2:37pm

Mon July 23, 2012
Cops & Courts

Dispatches from the Inside: A prisoner's take on filing grievances

Richard Gilliam is incarcerated at San Quentin State Prison. 

Schadenfreude: To take delight or pleasure in another's discomfort or pain.

With imminent budget cuts, pay decreases, and layoffs looming for the California Department of Corrections, there has been a noticeable increase in harassment and vexatious behavior by some prison guards towards prisoners under their authority.

If asked about this, corrections officials deny this is the case, and the general public remains unaware as to the day-to-day abuses of prison life. It's only when some scandal is exposed that malfeasance and corruption endemic to insulated bureaucracies enter into public consciousness.

I've commented before about the prison appeals process. It's touted as “the way” for inmates to resolve their grievances, but there is a darker side to this supposed procedural safeguard of prisoners' rights. Sure, there's a process in place to contest official action that an inmate feels is unfair, unwarranted or extrajudicial, but every prisoner knows that by filing that grievance he or she runs the risk of harassment.

On the California Department of Corrections’ grievance form, the 602, it states that "no reprisals will be taken for using the appeals process." But the reality is a little different.

Administrative officials turn a blind eye to the practice of dissuasion and harassment in the form of frequent and excessive locker searches, confiscation and loss of approved personal property, and the wanton destruction of irreplaceable items such as family photographs.

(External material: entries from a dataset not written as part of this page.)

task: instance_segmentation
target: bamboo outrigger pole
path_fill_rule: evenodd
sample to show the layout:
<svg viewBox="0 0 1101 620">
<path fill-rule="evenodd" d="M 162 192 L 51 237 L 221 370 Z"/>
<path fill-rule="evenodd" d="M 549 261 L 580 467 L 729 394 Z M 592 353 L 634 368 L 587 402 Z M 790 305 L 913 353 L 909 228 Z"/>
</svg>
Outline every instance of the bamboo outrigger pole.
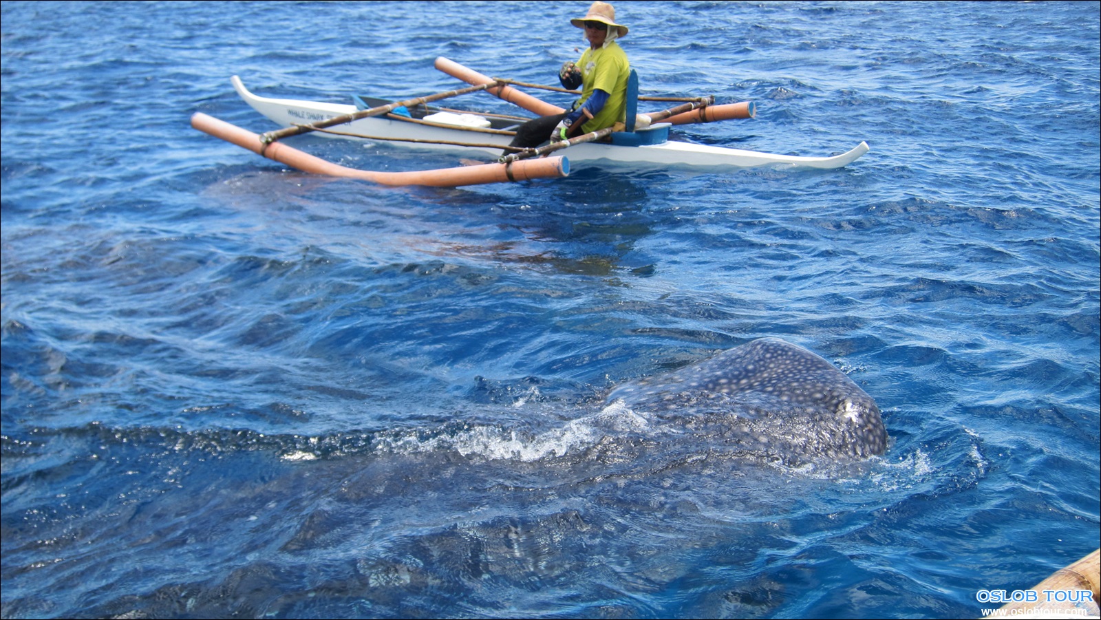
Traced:
<svg viewBox="0 0 1101 620">
<path fill-rule="evenodd" d="M 667 120 L 676 115 L 691 113 L 693 110 L 699 108 L 700 104 L 697 101 L 689 101 L 677 106 L 675 108 L 669 108 L 668 110 L 662 110 L 659 112 L 653 112 L 646 115 L 653 122 L 667 122 Z M 517 160 L 527 160 L 531 157 L 542 157 L 543 155 L 548 155 L 555 151 L 560 151 L 563 149 L 568 149 L 575 144 L 584 144 L 585 142 L 593 142 L 600 140 L 606 135 L 611 135 L 615 132 L 614 127 L 606 127 L 603 129 L 598 129 L 597 131 L 590 131 L 589 133 L 584 133 L 576 138 L 570 138 L 569 140 L 563 140 L 562 142 L 553 142 L 546 146 L 539 146 L 538 149 L 525 149 L 520 153 L 512 153 L 511 155 L 504 155 L 498 161 L 501 163 L 511 163 Z"/>
<path fill-rule="evenodd" d="M 528 181 L 532 178 L 555 178 L 569 175 L 569 160 L 560 156 L 509 162 L 506 164 L 482 164 L 416 172 L 372 172 L 327 162 L 280 142 L 265 144 L 261 140 L 261 137 L 255 133 L 201 112 L 192 116 L 192 127 L 303 172 L 359 178 L 381 185 L 459 187 L 462 185 L 505 183 L 510 181 Z"/>
<path fill-rule="evenodd" d="M 541 117 L 546 117 L 550 115 L 560 115 L 566 111 L 564 108 L 559 108 L 558 106 L 547 104 L 542 99 L 537 99 L 535 97 L 532 97 L 531 95 L 521 93 L 520 90 L 516 90 L 511 86 L 503 85 L 502 80 L 497 80 L 487 75 L 482 75 L 469 67 L 462 66 L 459 63 L 456 63 L 455 61 L 450 61 L 443 56 L 436 58 L 436 68 L 446 73 L 451 77 L 461 79 L 467 84 L 488 86 L 488 88 L 486 89 L 487 93 L 495 95 L 501 99 L 509 101 L 510 104 L 515 104 L 530 112 L 535 112 Z M 713 99 L 711 99 L 711 102 L 713 102 Z M 694 108 L 690 112 L 687 113 L 673 115 L 666 118 L 663 122 L 667 122 L 671 124 L 713 122 L 719 120 L 753 118 L 753 116 L 756 113 L 756 107 L 753 105 L 752 101 L 741 101 L 739 104 L 722 104 L 719 106 L 705 105 L 702 107 L 697 106 L 697 108 L 699 109 L 697 110 Z M 654 115 L 646 113 L 639 116 L 640 117 L 647 116 L 653 118 Z M 640 119 L 640 120 L 642 122 L 639 126 L 646 127 L 645 119 Z"/>
<path fill-rule="evenodd" d="M 286 129 L 280 129 L 276 131 L 269 131 L 260 137 L 260 141 L 264 144 L 271 144 L 276 140 L 282 140 L 283 138 L 290 138 L 291 135 L 298 135 L 299 133 L 307 133 L 309 131 L 315 131 L 317 129 L 325 129 L 327 127 L 333 127 L 335 124 L 344 124 L 355 120 L 368 118 L 368 117 L 379 117 L 386 112 L 391 112 L 401 107 L 412 108 L 414 106 L 419 106 L 421 104 L 427 104 L 428 101 L 438 101 L 440 99 L 447 99 L 448 97 L 457 97 L 459 95 L 466 95 L 467 93 L 477 93 L 479 90 L 486 90 L 492 87 L 497 83 L 478 84 L 469 88 L 460 88 L 458 90 L 448 90 L 447 93 L 437 93 L 435 95 L 426 95 L 424 97 L 415 97 L 413 99 L 406 99 L 404 101 L 396 101 L 394 104 L 386 104 L 385 106 L 379 106 L 377 108 L 370 108 L 367 110 L 358 110 L 350 115 L 340 115 L 338 117 L 333 117 L 330 119 L 320 120 L 309 124 L 296 124 L 294 127 L 288 127 Z M 261 153 L 263 154 L 263 153 Z"/>
</svg>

These are provocative tactics, carried out in order to garner an emotional response. Once an inmate becomes irate, the use of force is justified and the legal and punitive measures at the department's disposal are brought to bear against a prisoner who may have just been seeking redress for a minor wrong. The result is that most inmates accept the everyday humiliation and abuse some guards enjoy dishing out, rather than risk challenging such abuse and instigating even more.

It is said that absolute power corrupts absolutely – and within a prison's walls those in authority wield almost absolute power. Prisoners have an apt analogy for this sort of treatment: put a dog in a cage and poke him with a stick, rather than bestow basic kindness and guidance. Will he be better or worse when you set him free from that cage?